AI Analysis
Final verdict: SUSPICIOUS
The package has notable obfuscation and metadata risks, with no provided description or author details, raising concerns about its legitimacy and purpose.
- Obfuscation risk of 4/10
- Metadata risk of 5/10
Per-check LLM notes
- Network: No network calls detected, which is normal unless the package requires external services.
- Shell: No shell execution patterns detected, indicating no immediate risk of command injection or unauthorized system access.
- Obfuscation: The obfuscation patterns appear to be related to model evaluation and inference, possibly not malicious but could indicate an attempt to hide code logic.
- Credentials: No credentials or secrets harvesting patterns detected.

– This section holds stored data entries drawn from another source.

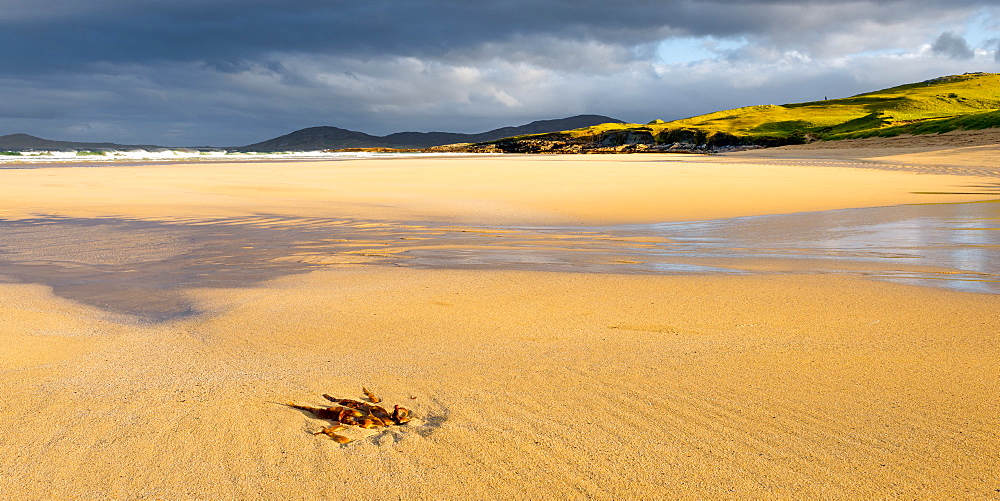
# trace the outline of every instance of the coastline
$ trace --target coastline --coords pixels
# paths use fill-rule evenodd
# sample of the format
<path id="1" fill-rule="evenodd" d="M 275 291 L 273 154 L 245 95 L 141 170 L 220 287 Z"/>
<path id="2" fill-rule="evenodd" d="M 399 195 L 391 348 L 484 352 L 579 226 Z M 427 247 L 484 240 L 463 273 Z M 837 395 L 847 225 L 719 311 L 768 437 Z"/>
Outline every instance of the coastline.
<path id="1" fill-rule="evenodd" d="M 635 154 L 0 170 L 0 217 L 604 225 L 997 198 L 995 178 Z M 474 165 L 474 167 L 470 167 Z M 927 172 L 932 172 L 928 167 Z M 969 185 L 977 187 L 968 193 Z M 932 194 L 929 194 L 932 193 Z"/>
<path id="2" fill-rule="evenodd" d="M 217 218 L 277 225 L 269 215 L 572 226 L 1000 198 L 996 177 L 925 174 L 933 162 L 912 159 L 915 172 L 722 160 L 12 169 L 0 170 L 0 217 L 56 221 L 44 228 L 48 251 L 25 245 L 29 264 L 76 245 L 87 252 L 65 266 L 127 270 L 197 242 L 97 223 L 80 238 L 60 233 L 59 218 L 183 219 L 219 231 L 230 230 Z M 957 194 L 970 185 L 977 194 Z M 137 239 L 138 250 L 125 245 Z M 309 243 L 290 252 L 305 255 Z M 224 257 L 206 257 L 200 272 Z M 141 499 L 995 496 L 1000 295 L 765 264 L 748 275 L 666 276 L 343 262 L 182 287 L 198 313 L 162 322 L 29 280 L 0 283 L 9 458 L 0 489 Z M 359 398 L 362 386 L 416 419 L 340 445 L 312 435 L 323 421 L 282 405 Z"/>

- Metadata: The package shows signs of low maintenance and could potentially be suspicious due to the lack of author details and a GitHub repository.
Heuristic Checks
Outbound Network Calls
No suspicious network call patterns found
Code Obfuscation
score 4.0
Found 2 obfuscation pattern(s)
ab_backbone) pt_model.eval() with torch.no_grad(): for i in range(0meters()).device pt_model.eval() # GradientExplainer requires a model that takes a pla
Shell / Subprocess Execution
No shell execution patterns detected
Credential Harvesting
No credential harvesting patterns detected
Typosquatting
No typosquatting candidates detected
Registered Email Domain
No author email provided
Suspicious Page Links
All external links appear legitimate
Git Repository History
No GitHub repository linked
No GitHub repository link found
Maintainer History
score 8.0
4 maintainer concern(s) found
Only one version has ever been released — brand new packageAuthor name is missing or very shortAuthor "" appears to have only 1 package on PyPI (new or inactive account)Package has no PyPI classifiers (low effort / metadata quality)
Known CVE Vulnerabilities
No known vulnerabilities found in OSV database.
AI App Starter Prompt
Use this prompt to build a project with TabNado
Create a desktop application using Python that allows users to manage their bookmarks efficiently. The application will utilize the 'TabNado' package, which is designed to handle tab management in web browsers but we'll adapt its functionality for bookmark management. Here’s a step-by-step guide on how to develop this application: 1. **Application Setup**: Start by setting up your development environment. Ensure you have Python installed along with the necessary libraries such as PyQt5 or Tkinter for the GUI and TabNado for managing bookmarks. 2. **User Interface Design**: Design a simple yet effective user interface where users can add, delete, and organize their bookmarks. Include fields for URL, title, and tags. 3. **Integration of TabNado**: Use TabNado's core features to simulate tab management within the application. For example, use it to create a 'tabbed' interface where each tab represents a category of bookmarks (e.g., Work, Personal, Education). 4. **Bookmark Management Features**: - **Add Bookmark**: Users should be able to add new bookmarks by entering the URL, title, and tags. These details should be stored in a structured format like JSON or SQLite. - **Delete Bookmark**: Implement a feature to remove bookmarks based on user selection. - **Search Functionality**: Allow users to search for bookmarks by keyword or tag. 5. **Advanced Features**: - **Tag System**: Introduce a tagging system where users can categorize bookmarks by adding tags. - **Import/Export**: Enable users to import bookmarks from a file or export them. 6. **Testing and Deployment**: Test the application thoroughly to ensure all features work as expected. Once ready, deploy the application so users can download and install it easily. This project aims to showcase how TabNado's unique capabilities can be adapted for non-traditional uses, enhancing user experience through innovative application design.